13 Package data

When developing a software package, an excellent practice is to give a comprehensive illustration of the methods in the package using an existing experiment data package, annotation data or data in the ExperimentHub or AnnotationHub, or submitting new data to those resources yourself.

If existing data is not available or applicable, or a new smaller dataset is needed for examples in the package, data can be included either as a separate data package (for larger amounts of data) or within the package (for smaller datasets).

The Bioconductor Build system does not support git-lfs. This is not a current option for storing large data. Large data sets must be included through the ExperimentHub. See additional information at Create A Hub Package.

13.1 Experiment Data Package

Experimental data packages contain data specific to a particular analysis or experiment. They often accompany a software package for use in the examples and vignettes and in general are not updated regularly. If you need a general subset of data for workflows or examples first check the AnnotationHub resource for available files (e.g., BAM, FASTA, BigWig, etc.) or ExperimentHub for more processed and predefined Bioconductor class structures.

Bioconductor strongly encourages creating an experiment data package that utilizes ExperimentHub or AnnotationHub (See Create A Hub Package) but a traditional package that encapsulates the data is also acceptable with pre-approval from the bioc-devel mailing list.

See the Package Submission guidelines for further submission procedures and if submitting related or circular dependent packages please read releated package submission procedure

13.2 Adding Data to Existing Package

Bioconductor strongly encourages the use of existing datasets, but if not available data can be included directly in the package for use in the examples found in man pages, vignettes, and tests of your package. This is a good reference by Hadley Wickham about package data.

However, as mentioned in The DESCRIPTION file chapter, Bioconductor does not encourage using LazyData: True despite its recommendation in this article.

Note. You might have to modify the usage section with @usage data("mydata")

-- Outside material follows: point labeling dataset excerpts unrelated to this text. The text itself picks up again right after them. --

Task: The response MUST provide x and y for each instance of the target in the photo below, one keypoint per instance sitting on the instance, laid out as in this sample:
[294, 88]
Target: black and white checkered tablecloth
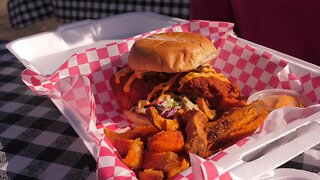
[36, 141]
[24, 12]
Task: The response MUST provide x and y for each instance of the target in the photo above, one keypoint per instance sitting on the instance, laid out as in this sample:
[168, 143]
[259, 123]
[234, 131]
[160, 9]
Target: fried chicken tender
[166, 141]
[139, 89]
[235, 125]
[151, 174]
[143, 131]
[163, 161]
[220, 94]
[196, 141]
[205, 109]
[159, 122]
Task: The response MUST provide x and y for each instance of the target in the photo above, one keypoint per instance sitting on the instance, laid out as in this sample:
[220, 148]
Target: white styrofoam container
[45, 52]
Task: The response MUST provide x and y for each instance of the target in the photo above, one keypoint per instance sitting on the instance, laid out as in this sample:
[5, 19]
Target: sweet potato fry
[166, 141]
[205, 109]
[181, 165]
[196, 137]
[151, 174]
[163, 161]
[159, 122]
[122, 146]
[138, 131]
[135, 154]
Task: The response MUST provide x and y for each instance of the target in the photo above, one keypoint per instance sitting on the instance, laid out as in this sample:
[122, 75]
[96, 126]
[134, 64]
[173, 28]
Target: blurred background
[9, 33]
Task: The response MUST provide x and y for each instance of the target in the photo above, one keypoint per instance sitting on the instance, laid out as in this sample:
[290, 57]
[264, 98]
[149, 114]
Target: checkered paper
[251, 68]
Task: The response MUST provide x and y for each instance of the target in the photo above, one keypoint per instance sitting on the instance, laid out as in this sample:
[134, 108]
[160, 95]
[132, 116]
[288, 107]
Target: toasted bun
[171, 52]
[135, 118]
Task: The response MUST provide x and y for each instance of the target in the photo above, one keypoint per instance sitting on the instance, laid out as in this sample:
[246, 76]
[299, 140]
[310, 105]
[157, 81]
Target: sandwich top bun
[171, 52]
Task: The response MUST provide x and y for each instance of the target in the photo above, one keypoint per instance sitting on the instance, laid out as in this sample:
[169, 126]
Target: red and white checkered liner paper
[83, 83]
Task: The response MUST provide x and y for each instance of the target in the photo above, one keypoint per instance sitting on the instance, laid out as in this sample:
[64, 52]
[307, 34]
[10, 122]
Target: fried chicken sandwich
[172, 73]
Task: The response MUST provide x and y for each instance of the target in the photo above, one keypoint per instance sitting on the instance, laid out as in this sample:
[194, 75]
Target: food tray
[293, 71]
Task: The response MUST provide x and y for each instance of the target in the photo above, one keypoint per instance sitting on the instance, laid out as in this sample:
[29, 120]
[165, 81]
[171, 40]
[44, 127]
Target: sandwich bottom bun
[136, 119]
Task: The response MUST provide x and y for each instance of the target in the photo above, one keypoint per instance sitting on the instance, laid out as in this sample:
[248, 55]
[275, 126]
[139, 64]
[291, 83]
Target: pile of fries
[153, 151]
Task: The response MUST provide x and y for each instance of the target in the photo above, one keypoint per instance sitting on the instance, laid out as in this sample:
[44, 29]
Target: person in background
[288, 26]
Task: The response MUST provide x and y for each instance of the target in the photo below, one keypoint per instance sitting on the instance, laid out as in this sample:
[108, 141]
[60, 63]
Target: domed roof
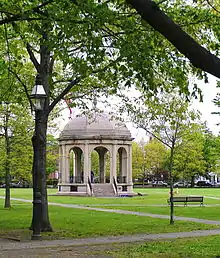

Some key points are summarized in the following sections.

13.2.1 Exported Data and the data/ directory

Data in data/ is exported to the user and readily available. It is made available in an session through the use of data(). It will require documentation concerning its creation and source information. It is most often a .RData file created with save() but other types are acceptable as well, see ?data().

Please remember to compress the data.

For packages that need to use documented data within a function, we recommend creating an environment for holding the data to avoid polluting the global environment when using data().

data_env <- new.env(parent = emptyenv())
data("mydata", envir = data_env, package = "mypackage")
mydata <- data_env[["mydata"]]

Here we create a new and empty environment. Extract the data within the environment and finally extract the data object from the environment using double brackets.

13.2.2 Raw Data and the inst/extdata/ directory

It is often desirable to show a workflow which involves the parsing or loading of raw files. Bioconductor recommends finding existing raw data already provided in another package or the hubs as previously stated.

However, if this is not applicable, raw data files should be included in the inst/extdata directory. Files of these type are often accessed utilizing system.file(). Bioconductor requires documentation on these files in an inst/script/ directory. See data documentation.

13.2.3 Internal data

Rarely, a package may require parsed data that is used internal but should not be exported to the user. An R/sysdata.rda is often the best place to include this type of data. Proper documentation of the data will be required.

13.2.4 Other data

Downloads of files and external data from the web should be avoided.

If it is necessary, at minimum the files should be cached. See BiocFileCache for Bioconductor recommended package for caching of files. If a maintainer creates their own caching directory, it should utilize standard caching directories tools::R_user_dir(package, which="cache"). It is not allowed to download or write any files to a users home directory, working directory, or installed package directory. Files should be cached as stated above with BiocFileCache (preferred) or R_user_dir or tempdir()/tempfile() if files should not be persistent. Please also see sections on querying web resources and file downloads.